- Release poster
- Directed by: Micah Lyons
- Written by: Micah Lyons
- Produced by: Micah Lyons; Chris Routhe;
- Starring: Todd Terry; Chris Routhe; Chad Michael Murray; Lexi Rabe; Willie Robertson; Melanie Martyn; Brad Leland; Bruce Dern; Isaac C. Singleton Jr.; Brooke Lyons;
- Cinematography: James Burgess
- Edited by: J.C. Doler
- Music by: Erick Schroder
- Production companies: Breath of Life Productions; Routhe Productions;
- Distributed by: Vantage Media
- Release date: October 7, 2025 (VOD);
- Running time: 112 minutes
- Country: United States
- Language: English

= Bad Men Must Bleed =

Bad Men Must Bleed is a 2025 American western drama film written and directed by Micah Lyons.

The film was released on video on demand on October 7, 2025.

==Synopsis==
Follows a man as he hunts his brother's gang across the old west to stop their rampage.

==Cast==
- Todd Terry as Adam
- Chris Routhe as Harrison Griggs
- Chad Michael Murray as Jacob Wallace
- Lexi Rabe as Emma Wallace
- Willie Robertson as Leon
- Melanie Martyn as Penny
- Brad Leland as Uncle Fletch
- Bruce Dern as George Wells
- Isaac C. Singleton Jr. as Brighton
- Brooke Lyons as Sarah Wallace

==Production==
Principal photography had been completed by December 2020, with Micah Lyons writing and directing.

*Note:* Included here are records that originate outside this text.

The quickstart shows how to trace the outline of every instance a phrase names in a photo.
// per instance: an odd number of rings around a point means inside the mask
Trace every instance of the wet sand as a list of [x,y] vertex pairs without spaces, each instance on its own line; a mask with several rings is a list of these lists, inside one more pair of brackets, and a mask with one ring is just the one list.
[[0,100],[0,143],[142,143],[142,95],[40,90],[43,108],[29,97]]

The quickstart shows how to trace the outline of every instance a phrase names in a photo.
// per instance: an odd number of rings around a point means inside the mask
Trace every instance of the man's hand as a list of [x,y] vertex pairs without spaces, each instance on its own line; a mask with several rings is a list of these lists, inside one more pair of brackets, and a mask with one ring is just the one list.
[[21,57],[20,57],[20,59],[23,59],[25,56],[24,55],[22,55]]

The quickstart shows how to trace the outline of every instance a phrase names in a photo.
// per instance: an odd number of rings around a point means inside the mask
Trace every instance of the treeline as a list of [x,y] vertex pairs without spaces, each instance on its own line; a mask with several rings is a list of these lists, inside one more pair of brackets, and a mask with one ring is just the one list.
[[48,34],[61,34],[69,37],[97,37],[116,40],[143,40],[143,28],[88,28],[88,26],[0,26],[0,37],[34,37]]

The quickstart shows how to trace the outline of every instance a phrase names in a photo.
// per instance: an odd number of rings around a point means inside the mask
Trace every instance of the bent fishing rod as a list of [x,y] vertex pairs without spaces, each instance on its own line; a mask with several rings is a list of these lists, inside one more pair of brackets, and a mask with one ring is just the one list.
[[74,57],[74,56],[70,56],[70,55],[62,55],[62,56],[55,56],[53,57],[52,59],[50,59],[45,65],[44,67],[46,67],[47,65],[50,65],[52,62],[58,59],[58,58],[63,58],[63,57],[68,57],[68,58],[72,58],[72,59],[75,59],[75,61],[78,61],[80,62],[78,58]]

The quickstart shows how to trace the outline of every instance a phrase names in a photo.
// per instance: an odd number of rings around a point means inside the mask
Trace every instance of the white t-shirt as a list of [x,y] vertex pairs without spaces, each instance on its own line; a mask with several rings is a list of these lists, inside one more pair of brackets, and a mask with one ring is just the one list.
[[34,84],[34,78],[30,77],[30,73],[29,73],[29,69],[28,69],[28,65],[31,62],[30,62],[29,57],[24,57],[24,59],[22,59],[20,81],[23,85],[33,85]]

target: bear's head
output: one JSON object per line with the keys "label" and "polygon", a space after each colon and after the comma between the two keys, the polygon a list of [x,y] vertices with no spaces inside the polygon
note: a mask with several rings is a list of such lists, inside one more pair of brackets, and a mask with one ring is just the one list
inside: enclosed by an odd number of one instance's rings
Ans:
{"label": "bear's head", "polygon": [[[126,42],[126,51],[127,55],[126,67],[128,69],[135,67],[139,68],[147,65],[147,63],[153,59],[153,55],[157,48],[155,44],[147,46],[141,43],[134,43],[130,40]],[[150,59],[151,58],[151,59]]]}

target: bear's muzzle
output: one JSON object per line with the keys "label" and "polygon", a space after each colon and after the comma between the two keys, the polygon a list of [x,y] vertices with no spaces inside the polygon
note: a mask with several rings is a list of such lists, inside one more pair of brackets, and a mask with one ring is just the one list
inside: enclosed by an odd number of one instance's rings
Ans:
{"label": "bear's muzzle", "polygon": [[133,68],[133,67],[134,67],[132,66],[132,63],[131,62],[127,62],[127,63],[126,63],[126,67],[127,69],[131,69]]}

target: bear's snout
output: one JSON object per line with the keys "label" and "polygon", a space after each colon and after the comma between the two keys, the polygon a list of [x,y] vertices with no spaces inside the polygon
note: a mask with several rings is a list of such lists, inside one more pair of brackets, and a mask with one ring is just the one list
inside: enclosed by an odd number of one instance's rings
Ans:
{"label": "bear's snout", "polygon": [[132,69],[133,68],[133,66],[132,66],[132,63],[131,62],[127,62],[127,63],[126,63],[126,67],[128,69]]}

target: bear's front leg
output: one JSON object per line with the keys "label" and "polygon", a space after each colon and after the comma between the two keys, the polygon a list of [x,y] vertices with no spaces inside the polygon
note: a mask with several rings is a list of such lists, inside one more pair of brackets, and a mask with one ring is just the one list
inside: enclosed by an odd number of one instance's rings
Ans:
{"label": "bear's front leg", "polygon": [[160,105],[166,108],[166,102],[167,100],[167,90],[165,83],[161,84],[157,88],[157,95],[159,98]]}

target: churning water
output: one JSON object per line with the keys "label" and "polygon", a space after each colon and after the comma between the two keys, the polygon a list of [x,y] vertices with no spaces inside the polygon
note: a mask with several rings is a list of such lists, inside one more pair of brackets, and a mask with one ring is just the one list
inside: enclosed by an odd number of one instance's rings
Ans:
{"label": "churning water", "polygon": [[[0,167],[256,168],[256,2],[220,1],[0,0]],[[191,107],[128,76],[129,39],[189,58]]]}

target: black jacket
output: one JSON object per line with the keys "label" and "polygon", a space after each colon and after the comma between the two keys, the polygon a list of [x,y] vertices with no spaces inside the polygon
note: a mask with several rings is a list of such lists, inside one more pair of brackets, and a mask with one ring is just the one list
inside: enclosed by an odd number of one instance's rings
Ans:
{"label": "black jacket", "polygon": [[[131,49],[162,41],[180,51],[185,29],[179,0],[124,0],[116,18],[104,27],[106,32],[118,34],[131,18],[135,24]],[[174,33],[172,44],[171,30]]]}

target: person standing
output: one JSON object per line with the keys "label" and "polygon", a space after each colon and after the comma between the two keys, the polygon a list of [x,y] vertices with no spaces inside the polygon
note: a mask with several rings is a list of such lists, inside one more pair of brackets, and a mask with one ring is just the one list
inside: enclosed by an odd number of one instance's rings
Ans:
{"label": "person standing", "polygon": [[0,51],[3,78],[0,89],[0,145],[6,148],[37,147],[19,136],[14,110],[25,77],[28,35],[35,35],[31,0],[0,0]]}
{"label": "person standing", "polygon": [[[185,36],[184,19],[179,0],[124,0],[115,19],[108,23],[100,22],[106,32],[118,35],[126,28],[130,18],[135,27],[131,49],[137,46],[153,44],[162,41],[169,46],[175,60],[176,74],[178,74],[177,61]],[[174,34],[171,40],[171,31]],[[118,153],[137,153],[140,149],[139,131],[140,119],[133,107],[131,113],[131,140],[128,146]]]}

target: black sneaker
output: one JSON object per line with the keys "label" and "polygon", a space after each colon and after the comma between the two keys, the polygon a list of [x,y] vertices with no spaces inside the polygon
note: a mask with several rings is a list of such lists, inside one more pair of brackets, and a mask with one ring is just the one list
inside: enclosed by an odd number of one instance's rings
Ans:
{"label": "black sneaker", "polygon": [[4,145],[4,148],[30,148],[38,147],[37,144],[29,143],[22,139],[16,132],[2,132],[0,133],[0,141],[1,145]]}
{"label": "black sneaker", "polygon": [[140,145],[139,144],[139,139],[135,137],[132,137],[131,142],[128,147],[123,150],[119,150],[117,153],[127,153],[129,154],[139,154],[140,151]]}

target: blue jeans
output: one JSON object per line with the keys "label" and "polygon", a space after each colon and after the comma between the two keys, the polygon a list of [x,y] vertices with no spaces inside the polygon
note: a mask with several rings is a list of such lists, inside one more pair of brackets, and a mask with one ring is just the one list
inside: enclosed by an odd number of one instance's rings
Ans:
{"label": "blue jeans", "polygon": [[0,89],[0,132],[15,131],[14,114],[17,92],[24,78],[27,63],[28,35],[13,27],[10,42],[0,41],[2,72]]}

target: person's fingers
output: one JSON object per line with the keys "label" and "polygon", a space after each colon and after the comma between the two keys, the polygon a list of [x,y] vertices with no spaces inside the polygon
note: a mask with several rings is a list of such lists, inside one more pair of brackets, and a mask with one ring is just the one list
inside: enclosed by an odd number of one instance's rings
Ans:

Todd Terry, Chris Routhe, Chad Michael Murray, Lexi Rabe, Willie Robertson, Melanie Martyn, Brad Leland, Bruce Dern, Isaac C. Singleton Jr., and Brooke Lyons rounded out the cast.

==Release==
Bad Men Must Bleed was released on video on demand on October 7, 2025.

==Reception==
James S. Pope of Vocal Media noted the film stands out as a gritty, unapologetically raw film that pays homage to the golden age of revenge cinema while carving out its own identity.